The cool air from the AC reaches her legs and she hears a car door shut outside. She grabs the pepper spray and stands.

From outside, a woman’s voice: “One seventeen. No, one seventeen.”

Kristen tries to remember her room number, but nothing comes to her. She edges to the curtains and stares out. Outside, a woman stands near a car holding a sleeping child. She enters the room next to Kristen’s. Kristen hears the woman’s movements through the shared wall. A man waits for a moment in the parking lot, then reaches into the back seat and brings out a baby in a car seat and a large bag and follows the woman into the room. Before she closes the curtains, Kristen hears the short beep and sees the headlights flash as the car locks.

Back on the bed, Kristen listens to the family settle in the room next to hers. She retrieves her phone and opens the first text from her mother: Okay? Worried. Call ASAP. Love you. From the next room, the rising cries of the baby and the muffled reaction of the parents. The infant unleashes a full-blown wail as Kristen types a text to her mother: Drove to coast. Need deep breath. I know weird. All okay. Home soon. Help with Wintric. All okay. Love. The baby screams, then quiets, then screams, and Kristen realizes that Dennis may have put the family next to her as some sort of punishment, but tonight the noisy family and thin walls comfort her. They’d hear if someone knocked on her door. They’d hear her if she called out. Kristen rereads her text to her mother— All okay. She hits Send and keeps her phone on but in silent mode. The AC kicks off, and though she’s still hot, she stays on the bed, guessing it will turn on again soon. The baby cries, and Kristen wonders how young the child is, if it’s a boy or a girl. She grabs the pillow that Wintric would use if he were here and clutches it to her chest.
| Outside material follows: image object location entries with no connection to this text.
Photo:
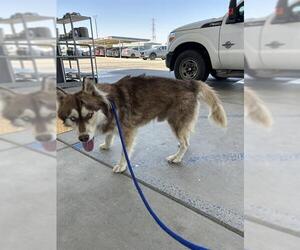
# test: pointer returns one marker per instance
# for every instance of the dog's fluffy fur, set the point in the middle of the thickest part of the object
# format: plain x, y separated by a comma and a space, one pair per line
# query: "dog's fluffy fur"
139, 100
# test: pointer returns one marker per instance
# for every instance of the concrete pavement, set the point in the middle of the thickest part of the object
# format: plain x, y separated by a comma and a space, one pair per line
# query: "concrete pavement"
101, 210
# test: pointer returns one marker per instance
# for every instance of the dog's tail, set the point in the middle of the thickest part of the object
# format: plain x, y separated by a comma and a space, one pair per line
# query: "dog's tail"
210, 97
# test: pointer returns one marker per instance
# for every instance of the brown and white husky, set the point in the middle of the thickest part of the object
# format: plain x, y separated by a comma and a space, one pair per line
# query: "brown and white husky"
138, 100
35, 110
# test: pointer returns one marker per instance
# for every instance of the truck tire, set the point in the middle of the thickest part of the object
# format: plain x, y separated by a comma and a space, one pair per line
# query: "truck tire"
152, 56
191, 65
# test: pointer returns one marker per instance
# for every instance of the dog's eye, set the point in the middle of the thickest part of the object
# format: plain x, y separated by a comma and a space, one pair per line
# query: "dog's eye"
73, 118
90, 115
52, 116
26, 118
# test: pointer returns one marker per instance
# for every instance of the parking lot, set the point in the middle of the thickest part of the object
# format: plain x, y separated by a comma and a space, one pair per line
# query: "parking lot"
202, 198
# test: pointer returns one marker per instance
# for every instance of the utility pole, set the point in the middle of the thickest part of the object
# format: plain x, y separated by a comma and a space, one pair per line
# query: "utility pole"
96, 26
153, 30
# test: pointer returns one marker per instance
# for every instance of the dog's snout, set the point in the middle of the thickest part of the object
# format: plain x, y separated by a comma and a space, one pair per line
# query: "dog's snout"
83, 138
43, 138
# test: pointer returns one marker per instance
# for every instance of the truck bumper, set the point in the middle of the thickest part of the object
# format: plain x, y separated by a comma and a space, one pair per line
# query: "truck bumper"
169, 58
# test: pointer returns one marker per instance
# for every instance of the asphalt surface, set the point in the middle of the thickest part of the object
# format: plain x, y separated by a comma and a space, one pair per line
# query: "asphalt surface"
209, 181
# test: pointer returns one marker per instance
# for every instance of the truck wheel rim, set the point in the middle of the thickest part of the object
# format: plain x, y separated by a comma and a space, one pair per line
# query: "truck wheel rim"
188, 69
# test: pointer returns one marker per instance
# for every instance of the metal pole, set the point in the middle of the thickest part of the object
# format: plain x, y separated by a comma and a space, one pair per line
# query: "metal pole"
95, 19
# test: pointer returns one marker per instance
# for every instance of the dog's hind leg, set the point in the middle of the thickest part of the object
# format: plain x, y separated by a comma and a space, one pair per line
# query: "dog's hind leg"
183, 135
109, 139
129, 135
182, 126
183, 146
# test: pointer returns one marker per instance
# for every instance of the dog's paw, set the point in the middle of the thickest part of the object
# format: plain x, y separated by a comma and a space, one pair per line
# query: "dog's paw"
104, 146
173, 159
119, 168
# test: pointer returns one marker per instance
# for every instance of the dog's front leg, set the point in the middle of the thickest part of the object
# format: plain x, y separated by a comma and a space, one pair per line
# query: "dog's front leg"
109, 139
129, 135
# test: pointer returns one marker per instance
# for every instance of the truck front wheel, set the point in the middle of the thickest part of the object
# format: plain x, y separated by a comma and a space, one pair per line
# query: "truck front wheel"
191, 65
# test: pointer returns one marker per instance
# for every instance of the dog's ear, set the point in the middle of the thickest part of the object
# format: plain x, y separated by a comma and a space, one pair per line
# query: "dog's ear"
60, 94
90, 87
48, 84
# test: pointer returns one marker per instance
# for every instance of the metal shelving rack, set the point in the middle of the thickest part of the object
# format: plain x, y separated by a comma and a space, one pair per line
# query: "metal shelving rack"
26, 41
69, 79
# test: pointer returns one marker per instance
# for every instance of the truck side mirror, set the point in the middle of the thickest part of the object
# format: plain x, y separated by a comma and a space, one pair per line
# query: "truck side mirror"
281, 11
232, 15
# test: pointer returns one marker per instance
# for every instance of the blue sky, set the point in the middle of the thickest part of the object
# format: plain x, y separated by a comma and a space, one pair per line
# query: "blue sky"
133, 17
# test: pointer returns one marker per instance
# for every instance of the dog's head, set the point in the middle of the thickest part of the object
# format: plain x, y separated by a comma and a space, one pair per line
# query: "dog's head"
36, 110
86, 111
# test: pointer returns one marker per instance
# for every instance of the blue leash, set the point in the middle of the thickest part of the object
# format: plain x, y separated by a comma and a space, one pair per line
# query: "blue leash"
177, 237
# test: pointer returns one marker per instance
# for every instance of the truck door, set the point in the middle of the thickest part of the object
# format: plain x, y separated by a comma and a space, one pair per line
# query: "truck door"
280, 41
231, 42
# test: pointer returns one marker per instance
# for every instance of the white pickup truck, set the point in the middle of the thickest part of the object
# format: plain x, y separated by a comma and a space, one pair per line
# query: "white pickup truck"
214, 46
272, 43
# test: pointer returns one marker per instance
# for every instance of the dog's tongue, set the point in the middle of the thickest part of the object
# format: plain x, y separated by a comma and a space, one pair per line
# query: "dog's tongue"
88, 146
49, 145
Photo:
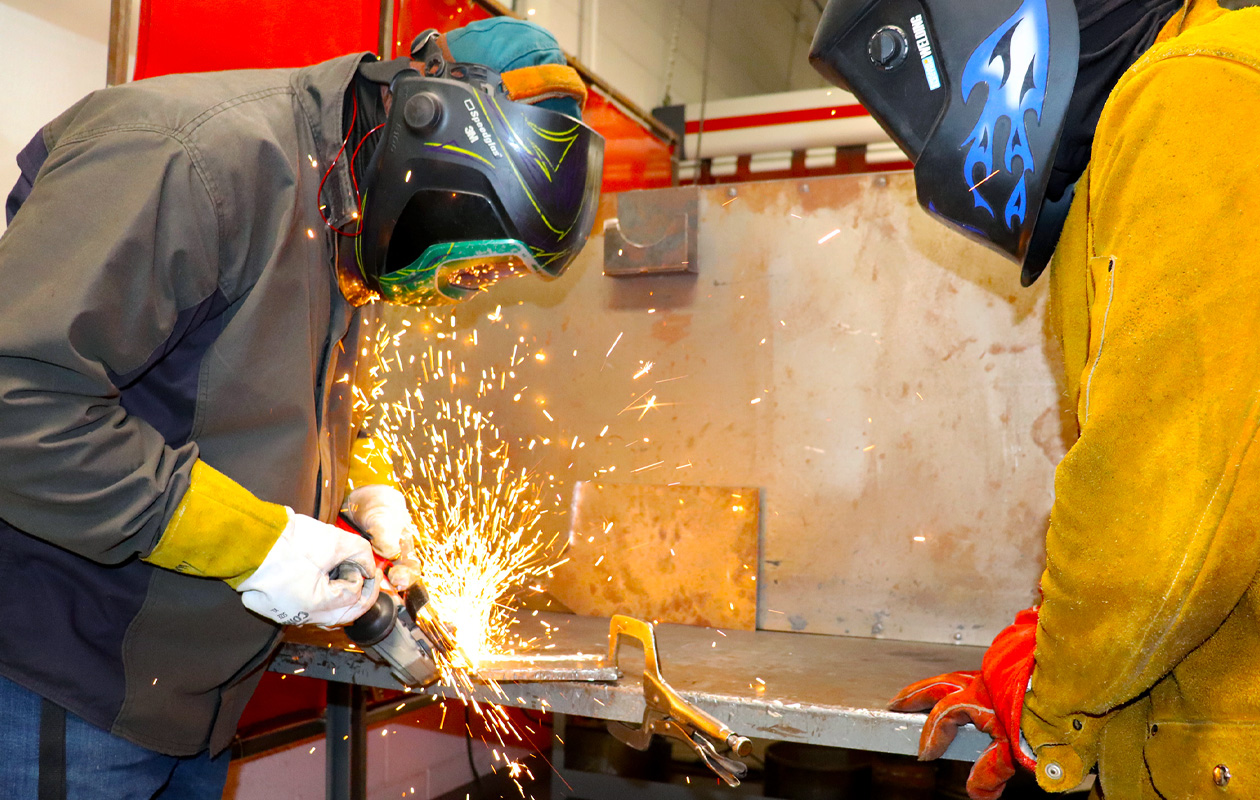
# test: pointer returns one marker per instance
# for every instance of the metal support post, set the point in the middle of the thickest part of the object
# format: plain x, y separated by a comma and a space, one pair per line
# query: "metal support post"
347, 742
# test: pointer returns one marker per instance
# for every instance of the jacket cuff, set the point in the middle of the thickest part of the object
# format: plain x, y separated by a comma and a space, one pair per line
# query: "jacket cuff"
219, 529
369, 464
1065, 747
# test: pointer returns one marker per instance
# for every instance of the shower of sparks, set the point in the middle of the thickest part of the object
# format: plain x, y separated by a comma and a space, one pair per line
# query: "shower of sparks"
480, 499
480, 543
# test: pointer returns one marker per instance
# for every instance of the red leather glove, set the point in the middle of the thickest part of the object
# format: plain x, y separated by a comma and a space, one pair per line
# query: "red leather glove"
992, 699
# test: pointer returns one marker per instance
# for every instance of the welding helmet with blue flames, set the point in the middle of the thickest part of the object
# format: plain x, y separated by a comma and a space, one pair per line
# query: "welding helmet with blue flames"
977, 95
469, 187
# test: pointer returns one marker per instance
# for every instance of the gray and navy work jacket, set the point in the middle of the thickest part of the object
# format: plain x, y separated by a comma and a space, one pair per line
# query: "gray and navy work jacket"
168, 292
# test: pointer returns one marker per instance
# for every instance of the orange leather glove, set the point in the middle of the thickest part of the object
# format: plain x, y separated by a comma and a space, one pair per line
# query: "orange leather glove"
992, 699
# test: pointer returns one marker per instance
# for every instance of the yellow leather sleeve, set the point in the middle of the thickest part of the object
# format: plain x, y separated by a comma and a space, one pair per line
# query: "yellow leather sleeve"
1153, 531
371, 464
219, 529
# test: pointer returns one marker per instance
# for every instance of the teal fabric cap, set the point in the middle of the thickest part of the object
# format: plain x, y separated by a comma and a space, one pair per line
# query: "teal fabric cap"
503, 44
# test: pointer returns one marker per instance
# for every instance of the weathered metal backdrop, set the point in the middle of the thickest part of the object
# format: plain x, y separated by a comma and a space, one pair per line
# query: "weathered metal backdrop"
886, 384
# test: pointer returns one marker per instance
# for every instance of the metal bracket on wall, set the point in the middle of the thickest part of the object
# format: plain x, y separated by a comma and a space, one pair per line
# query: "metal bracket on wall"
655, 232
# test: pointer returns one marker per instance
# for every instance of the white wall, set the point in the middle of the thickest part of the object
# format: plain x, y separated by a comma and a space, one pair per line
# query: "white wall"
756, 47
52, 53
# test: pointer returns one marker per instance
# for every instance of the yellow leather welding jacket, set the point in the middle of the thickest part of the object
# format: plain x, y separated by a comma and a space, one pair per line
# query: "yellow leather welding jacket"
221, 531
1148, 649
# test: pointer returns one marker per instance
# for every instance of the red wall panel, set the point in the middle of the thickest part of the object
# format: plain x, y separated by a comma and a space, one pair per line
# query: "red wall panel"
207, 35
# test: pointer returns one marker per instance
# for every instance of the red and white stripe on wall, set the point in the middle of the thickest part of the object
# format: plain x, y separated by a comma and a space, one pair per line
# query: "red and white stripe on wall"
827, 130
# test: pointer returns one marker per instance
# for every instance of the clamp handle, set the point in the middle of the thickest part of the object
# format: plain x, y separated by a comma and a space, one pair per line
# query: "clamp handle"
668, 713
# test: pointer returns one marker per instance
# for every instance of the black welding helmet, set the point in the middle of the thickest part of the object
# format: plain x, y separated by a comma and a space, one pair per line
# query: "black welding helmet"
977, 95
469, 187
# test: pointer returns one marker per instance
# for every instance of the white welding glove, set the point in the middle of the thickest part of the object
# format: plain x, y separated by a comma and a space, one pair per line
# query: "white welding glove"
295, 585
382, 513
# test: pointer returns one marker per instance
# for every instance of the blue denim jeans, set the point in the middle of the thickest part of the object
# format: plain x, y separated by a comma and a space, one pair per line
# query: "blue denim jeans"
98, 766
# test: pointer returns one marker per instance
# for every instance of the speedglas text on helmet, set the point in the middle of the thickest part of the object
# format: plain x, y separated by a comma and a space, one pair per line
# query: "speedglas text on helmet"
1012, 63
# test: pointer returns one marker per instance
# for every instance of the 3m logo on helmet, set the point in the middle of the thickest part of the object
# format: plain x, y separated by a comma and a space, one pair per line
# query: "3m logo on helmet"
480, 126
925, 52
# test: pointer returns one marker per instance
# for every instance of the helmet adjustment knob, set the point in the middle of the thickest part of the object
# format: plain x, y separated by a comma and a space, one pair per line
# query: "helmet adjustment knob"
422, 111
888, 47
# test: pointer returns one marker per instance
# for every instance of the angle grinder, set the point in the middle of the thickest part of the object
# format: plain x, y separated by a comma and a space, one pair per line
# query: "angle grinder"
400, 630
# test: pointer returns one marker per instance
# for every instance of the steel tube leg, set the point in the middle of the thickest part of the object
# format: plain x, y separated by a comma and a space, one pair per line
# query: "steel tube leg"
347, 742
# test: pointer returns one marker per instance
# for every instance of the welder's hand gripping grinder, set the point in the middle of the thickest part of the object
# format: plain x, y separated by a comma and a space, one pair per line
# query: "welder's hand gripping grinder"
400, 631
669, 714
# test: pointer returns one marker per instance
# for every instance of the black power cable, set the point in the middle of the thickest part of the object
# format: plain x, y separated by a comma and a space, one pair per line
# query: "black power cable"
468, 742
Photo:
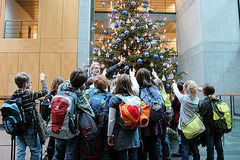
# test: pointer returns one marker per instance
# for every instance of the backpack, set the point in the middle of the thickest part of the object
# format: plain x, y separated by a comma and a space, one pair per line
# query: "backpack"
89, 136
13, 116
151, 96
99, 103
221, 116
133, 112
64, 116
45, 107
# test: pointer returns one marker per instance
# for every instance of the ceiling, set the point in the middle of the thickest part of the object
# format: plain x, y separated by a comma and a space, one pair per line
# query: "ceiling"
156, 5
30, 6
In the morning, about half a mile from the motel, Kristen slides five dollars into a slot in a yellow shack beneath a handwritten sign that reads $5 FOR CARLOAD. PUT MONEY IN THE SLOT. WE TRUST YOU. Guiding her car up a steep road just behind the shack, she comes upon the Tour Thru Tree so fast that the scene instantly surprises and disappoints her. A green car is parked halfway through the massive tree and two teenagers stand nearby, taking photos with their phones. Kristen stops and glances around, but there’s only this small clearing with the massive, holed tree and a thin paved road looping through. Somehow she’s already here. She rolls down her window and hears a group of Harleys on 101 and one of the teenagers saying, “Humboldt.”